Bei der Kunst noch nachziehen

Sie können sehr zufrieden sein mit der Kooperation der Vereine aus Kemnath und Nepomuk: Bürgermeister Werner Nickl und sein Amtskollege Jirí Svec (vorne von rechts). In der Besprechung des deutsch-tschechischen Jahresprogramms auf Vereinsebene, das mittlerweile schon fast ein Selbstläufer ist, gab es nur Positives zu berichten. Bild: mng

Dass trotz Sprachbarrieren eine Zusammenarbeit sehr gut funktionieren kann, zeigen die Vereine aus Kemnath und Nepomuk. Seit sieben Jahren gibt es offiziell eine Partnerschaft zwischen den beiden Städten.

Kemnath. (mng) Seitdem findet im jährlichen Wechsel eine Besprechung des deutsch-tschechischen Jahresprogramms auf Vereinsebene, diesmal in der Gaststätte "Beim Schinner", statt. Mit "Vitáme Vás" ("Herzlich willkommen) empfingen Bürgermeister Werner Nickl und sein Stellvertreter Hermann Schraml die Delegation aus dem Nachbarland. Den neu gewählten Bürgermeister Jirí Svec, der bereits vor rund drei Jahren schon einmal in Kemnath war, begleitete unter anderem Pavel Jiran, der als eigentlicher Initiator und "Motor der Partnerschaft" gilt.

Auf mehreren Ebenen

Werner Nickl hob die Bedeutung der jährlichen Treffen hervor, um die Partnerschaft mit Leben zu erfüllen sowie gemeinsame Aktionen zu planen und umzusetzen. Die Zusammenarbeit sei schon weit fortgeschritten, und es werde nicht nur auf dem Vereinssektor, sondern auch auf kommunaler, schulischer sowie vorschulischer Ebene kooperiert.

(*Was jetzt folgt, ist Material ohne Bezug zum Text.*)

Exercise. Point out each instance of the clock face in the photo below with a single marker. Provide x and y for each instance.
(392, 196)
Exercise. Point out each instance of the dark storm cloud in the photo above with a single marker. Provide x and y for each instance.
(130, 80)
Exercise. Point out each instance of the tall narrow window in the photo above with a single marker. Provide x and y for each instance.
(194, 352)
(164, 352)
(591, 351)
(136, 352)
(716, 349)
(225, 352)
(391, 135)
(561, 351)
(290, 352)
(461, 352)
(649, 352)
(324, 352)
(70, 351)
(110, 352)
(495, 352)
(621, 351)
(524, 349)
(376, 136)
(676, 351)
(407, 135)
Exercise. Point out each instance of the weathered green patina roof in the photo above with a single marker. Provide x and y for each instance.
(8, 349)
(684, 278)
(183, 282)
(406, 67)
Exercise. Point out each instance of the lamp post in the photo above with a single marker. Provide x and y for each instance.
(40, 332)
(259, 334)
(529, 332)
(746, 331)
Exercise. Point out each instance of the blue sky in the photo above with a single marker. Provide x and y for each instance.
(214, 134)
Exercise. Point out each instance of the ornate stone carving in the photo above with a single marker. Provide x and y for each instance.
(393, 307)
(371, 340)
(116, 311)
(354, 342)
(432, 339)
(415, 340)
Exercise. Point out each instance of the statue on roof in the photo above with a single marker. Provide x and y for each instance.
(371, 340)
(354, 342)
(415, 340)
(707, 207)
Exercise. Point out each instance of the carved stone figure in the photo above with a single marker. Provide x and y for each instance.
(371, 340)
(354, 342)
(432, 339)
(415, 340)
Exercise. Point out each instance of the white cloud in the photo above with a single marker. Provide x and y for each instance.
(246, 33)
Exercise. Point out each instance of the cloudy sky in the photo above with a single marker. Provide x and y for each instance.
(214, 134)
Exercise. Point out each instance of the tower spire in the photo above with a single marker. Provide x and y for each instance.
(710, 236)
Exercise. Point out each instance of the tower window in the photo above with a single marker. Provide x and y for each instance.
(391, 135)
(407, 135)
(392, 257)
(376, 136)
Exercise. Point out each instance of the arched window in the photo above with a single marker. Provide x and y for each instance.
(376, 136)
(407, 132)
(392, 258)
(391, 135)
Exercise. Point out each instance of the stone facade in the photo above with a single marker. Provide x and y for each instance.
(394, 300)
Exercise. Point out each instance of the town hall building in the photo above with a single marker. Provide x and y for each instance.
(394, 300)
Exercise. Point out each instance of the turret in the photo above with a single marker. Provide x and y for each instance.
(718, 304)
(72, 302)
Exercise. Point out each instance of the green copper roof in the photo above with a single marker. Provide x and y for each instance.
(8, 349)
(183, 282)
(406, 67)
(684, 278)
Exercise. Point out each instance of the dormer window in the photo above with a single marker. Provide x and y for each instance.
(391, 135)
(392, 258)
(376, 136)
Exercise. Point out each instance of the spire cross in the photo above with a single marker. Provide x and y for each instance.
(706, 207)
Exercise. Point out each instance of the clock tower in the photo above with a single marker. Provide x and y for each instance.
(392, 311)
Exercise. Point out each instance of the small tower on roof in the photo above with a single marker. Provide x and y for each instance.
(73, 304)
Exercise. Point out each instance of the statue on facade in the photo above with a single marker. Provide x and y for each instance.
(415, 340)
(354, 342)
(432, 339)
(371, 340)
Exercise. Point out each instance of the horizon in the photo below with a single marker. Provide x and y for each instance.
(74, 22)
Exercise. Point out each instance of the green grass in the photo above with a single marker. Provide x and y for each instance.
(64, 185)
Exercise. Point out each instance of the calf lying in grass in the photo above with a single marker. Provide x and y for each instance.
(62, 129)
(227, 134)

Sowohl aus Nepomuk als auch aus Kemnath waren Vertreter der Stadt, der Feuerwehr, des Gartenvereins, aus dem Bereich Sport, Kunst und Fotografie anwesend. Viele Vereine arbeiten teils schon seit Begründung der Partnerschaft auf unterschiedlichste Weise zusammen. In der anschließenden Aussprache berichteten die jeweiligen Vereinsvertreter über deren Aktivitäten und Ideen für die weitere Zusammenarbeit im laufenden Jahr. Petr Cekan als Vertreter des Schachclubs Nepomuk bedauerte zwar, dass es in Kemnath keinen solchen Verein gebe. Dennoch könne er sich auch eine Zusammenarbeit vorstellen. Pavel Jiran berichtete über die Aktivitäten des vor vier Jahren gegründeten Pétanque-Clubs Nepomuk. Er würde gerne einen Kontakt zu einer ähnlichen Einrichtung in Kemnath herstellen. Ferner wünsche er sich, dass auch der Austausch im Bereich Kunst, hier insbesondere die Arbeit der Malergruppe, intensiviert werde.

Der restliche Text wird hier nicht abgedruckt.